I would advise the parents to maintain a low-phenylalanine diet to ensure that a child enjoys a normal and fulfilling life with no episodes of behavioral problems, mental disability, or even brain damage. I would refer the parents to genetic counselors and geneticists, because these can provide genetic counseling services, including additional information on dietary management for the PKU positive daughter. I would also send the parents to a nurse practitioner, a registered dietitian, a social worker, and a pediatrician, for the fact that these health care professionals have to work together with the genetic counselor for effective management of the dietary and care-related needs of the PKU positive child.
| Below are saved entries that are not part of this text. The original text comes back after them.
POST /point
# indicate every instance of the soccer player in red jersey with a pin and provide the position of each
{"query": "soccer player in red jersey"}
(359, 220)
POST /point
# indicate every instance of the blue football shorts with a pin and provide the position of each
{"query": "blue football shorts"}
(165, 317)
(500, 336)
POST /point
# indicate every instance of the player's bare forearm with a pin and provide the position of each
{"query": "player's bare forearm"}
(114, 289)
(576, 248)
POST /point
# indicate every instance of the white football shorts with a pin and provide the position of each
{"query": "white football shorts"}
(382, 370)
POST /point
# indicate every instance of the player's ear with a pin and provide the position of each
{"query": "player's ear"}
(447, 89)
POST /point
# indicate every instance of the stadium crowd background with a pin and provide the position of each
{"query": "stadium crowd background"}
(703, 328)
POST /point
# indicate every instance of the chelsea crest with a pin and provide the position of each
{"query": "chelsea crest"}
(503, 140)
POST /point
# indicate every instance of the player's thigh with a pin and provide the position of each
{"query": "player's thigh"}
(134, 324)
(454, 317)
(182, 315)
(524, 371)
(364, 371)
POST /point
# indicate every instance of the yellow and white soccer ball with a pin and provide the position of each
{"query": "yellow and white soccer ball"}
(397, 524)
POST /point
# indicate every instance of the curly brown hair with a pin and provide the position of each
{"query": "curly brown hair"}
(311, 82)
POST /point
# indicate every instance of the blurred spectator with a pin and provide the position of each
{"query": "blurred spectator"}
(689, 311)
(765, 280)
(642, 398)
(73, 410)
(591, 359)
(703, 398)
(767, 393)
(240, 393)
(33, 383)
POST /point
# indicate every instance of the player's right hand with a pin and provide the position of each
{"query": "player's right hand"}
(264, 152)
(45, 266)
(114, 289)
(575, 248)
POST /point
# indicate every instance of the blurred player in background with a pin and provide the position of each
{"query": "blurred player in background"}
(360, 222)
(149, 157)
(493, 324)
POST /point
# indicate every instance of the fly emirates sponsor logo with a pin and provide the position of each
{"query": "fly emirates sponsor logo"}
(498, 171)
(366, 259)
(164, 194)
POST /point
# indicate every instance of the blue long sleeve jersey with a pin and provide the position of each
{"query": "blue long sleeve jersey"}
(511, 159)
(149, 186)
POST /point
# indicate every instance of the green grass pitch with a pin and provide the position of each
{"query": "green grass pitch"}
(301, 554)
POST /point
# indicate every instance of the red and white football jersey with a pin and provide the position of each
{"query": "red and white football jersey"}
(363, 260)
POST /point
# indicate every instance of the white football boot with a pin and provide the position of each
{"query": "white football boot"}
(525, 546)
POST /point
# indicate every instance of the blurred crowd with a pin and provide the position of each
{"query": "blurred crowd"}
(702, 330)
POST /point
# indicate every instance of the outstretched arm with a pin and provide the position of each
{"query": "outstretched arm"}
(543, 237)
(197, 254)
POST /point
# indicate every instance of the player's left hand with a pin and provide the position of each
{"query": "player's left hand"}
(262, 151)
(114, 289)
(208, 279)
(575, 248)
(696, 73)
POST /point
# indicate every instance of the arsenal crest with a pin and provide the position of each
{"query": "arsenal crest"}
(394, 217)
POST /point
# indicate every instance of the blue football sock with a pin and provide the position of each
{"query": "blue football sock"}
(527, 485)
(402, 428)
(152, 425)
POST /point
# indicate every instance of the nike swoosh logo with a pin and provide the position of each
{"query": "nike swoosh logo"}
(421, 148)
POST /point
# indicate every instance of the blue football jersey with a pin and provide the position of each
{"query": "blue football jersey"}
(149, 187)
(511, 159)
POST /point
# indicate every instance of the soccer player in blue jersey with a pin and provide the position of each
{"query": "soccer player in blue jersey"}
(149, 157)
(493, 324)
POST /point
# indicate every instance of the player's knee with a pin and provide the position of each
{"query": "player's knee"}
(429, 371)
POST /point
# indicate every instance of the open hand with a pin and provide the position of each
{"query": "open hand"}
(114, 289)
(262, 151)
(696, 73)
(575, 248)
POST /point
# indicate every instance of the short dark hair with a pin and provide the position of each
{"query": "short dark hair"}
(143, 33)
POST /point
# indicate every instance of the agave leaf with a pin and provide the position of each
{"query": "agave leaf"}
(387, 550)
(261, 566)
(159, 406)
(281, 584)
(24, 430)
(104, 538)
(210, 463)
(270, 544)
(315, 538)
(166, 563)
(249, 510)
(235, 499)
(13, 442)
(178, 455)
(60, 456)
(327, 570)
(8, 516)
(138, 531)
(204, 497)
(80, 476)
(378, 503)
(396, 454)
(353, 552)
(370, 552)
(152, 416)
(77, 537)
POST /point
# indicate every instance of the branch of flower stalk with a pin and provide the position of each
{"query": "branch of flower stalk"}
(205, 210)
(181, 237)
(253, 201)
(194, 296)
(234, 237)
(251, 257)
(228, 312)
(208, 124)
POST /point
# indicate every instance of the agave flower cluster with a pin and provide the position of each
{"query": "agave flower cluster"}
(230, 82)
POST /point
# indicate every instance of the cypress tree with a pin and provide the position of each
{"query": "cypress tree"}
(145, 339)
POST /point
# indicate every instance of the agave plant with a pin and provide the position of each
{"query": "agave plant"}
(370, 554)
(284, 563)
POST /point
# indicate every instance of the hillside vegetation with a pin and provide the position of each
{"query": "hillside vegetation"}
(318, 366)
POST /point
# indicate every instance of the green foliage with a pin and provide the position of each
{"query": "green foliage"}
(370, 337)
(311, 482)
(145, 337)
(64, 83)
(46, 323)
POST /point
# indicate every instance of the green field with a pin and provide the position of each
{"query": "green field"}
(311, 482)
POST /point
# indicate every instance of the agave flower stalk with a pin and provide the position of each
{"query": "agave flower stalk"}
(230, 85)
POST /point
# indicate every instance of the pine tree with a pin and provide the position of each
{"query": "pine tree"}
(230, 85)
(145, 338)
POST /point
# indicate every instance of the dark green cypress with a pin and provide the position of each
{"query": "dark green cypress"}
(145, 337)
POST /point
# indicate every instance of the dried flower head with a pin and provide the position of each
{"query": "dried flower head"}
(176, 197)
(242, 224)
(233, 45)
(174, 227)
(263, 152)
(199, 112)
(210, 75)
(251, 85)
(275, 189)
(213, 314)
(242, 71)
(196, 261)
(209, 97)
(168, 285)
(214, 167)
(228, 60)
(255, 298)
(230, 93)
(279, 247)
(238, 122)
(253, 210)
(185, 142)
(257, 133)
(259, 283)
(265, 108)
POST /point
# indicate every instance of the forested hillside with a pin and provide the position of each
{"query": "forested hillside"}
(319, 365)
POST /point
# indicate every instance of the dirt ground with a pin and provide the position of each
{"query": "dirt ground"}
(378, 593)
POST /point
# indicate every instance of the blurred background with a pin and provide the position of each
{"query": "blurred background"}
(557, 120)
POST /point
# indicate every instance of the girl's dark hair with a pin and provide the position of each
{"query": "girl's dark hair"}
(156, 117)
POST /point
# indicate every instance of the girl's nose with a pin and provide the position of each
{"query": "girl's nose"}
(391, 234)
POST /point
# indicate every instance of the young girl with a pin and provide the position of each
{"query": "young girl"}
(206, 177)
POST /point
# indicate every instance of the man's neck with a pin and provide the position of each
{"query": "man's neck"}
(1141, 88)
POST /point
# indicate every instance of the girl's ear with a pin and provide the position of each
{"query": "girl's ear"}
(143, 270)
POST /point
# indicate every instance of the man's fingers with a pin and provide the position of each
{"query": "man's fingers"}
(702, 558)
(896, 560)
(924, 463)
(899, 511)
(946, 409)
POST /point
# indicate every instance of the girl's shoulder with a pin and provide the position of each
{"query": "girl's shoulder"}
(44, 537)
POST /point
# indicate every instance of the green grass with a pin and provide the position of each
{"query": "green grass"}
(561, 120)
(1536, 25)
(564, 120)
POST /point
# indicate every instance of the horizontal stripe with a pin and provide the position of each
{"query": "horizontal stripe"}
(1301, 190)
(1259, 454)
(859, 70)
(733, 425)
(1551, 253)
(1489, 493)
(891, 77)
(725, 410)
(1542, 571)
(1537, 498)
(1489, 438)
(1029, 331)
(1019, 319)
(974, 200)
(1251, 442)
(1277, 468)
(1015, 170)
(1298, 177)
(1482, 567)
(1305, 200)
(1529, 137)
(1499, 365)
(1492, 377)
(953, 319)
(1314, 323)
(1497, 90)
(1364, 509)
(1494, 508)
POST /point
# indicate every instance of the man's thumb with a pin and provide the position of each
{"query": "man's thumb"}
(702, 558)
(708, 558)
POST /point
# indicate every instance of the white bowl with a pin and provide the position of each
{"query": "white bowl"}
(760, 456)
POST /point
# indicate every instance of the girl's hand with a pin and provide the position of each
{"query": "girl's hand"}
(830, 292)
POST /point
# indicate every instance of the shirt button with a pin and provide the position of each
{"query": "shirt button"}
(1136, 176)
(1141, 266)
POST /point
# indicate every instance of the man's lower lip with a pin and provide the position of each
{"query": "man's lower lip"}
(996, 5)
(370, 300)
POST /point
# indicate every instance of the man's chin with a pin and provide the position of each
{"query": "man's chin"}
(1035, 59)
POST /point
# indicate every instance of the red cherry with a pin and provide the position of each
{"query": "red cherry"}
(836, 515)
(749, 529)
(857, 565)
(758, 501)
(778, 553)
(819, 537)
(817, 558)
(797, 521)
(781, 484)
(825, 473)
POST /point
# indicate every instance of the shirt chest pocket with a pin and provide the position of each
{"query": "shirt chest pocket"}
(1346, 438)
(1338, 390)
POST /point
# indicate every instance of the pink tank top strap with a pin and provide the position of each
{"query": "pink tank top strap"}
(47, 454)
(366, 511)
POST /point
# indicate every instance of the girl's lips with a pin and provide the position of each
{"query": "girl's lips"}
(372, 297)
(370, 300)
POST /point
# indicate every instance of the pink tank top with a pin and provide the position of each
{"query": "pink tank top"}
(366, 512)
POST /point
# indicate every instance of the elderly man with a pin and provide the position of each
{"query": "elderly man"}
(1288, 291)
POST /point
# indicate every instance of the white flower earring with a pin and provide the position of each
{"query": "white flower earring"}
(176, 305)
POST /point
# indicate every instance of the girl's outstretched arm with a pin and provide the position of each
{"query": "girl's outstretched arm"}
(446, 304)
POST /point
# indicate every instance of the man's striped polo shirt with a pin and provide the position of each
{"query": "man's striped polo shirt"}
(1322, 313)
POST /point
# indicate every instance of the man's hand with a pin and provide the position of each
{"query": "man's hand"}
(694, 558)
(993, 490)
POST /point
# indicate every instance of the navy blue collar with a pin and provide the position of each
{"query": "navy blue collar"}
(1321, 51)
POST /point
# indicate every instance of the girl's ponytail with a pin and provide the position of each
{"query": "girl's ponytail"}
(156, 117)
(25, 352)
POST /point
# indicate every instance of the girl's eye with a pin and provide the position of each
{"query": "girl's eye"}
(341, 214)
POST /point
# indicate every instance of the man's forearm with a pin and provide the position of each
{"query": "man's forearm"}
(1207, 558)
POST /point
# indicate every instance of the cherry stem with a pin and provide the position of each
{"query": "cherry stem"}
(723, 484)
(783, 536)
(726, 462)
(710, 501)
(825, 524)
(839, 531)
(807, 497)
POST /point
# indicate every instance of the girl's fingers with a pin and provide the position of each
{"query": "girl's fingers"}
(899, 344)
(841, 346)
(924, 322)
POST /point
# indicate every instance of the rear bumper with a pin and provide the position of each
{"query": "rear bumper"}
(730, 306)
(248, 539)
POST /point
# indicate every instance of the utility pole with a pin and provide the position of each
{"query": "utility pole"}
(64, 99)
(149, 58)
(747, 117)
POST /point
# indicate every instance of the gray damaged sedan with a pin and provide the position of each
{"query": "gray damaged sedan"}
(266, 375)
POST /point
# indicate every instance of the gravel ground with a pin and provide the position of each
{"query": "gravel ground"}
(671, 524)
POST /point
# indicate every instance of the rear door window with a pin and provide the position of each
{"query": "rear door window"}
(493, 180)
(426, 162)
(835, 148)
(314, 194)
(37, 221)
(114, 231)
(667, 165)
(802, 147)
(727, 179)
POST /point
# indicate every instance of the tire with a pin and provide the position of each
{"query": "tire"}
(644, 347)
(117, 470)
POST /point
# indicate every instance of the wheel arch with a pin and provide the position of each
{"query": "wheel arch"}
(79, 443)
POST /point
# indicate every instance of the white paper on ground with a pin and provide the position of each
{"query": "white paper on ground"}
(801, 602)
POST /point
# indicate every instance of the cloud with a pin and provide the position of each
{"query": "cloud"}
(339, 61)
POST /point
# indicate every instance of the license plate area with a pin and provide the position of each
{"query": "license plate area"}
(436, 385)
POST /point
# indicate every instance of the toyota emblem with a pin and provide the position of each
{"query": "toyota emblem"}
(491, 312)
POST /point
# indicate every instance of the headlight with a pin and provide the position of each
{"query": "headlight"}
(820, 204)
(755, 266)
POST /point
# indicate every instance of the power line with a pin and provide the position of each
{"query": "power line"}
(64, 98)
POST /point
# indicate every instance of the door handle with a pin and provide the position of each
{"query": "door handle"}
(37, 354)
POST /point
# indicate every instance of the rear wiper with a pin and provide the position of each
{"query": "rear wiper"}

Application of the Knowledge Gleaned in Clinical Practice
The information gleaned from the PKU case study is important in nursing practice, since understanding the condition, inheritance pattern, signs and symptoms can help a nurse practitioner provide accurate information. A nurse practitioner can understand who to refer the patient to for counseling on the genetic condition and even assist in developing an effective dietary management plan for such a patient, depending on age and monitoring outcomes. As an important part of the team, a nurse practitioner may prescribe a special formula or foods for a PKU positive child.
Conclusion
Phenylketonuria is a genetic condition that follows an autosomal recessive inheritance pattern. The incidence of PKU changes across geographical locations and appears more prevalent in regions that practice consanguinity. There are clear geographical biases in the prevalence of the genetic condition with very few cases occurring in Africa and Asia. For PKU positive patients, it is important to adhere to low-phenylalanine diet to keep the levels as low as possible. Nonadherence can have devastating effects on the health of the patients and can induce congenital disabilities in pregnant mothers. Parents who plan to have another child should seek genetic counseling services from genetic counselors and geneticists. Parents should also find additional assistance from a team comprising a pediatrician, a nurse practitioner, a registered dietitian, a social worker, and a genetic counselor.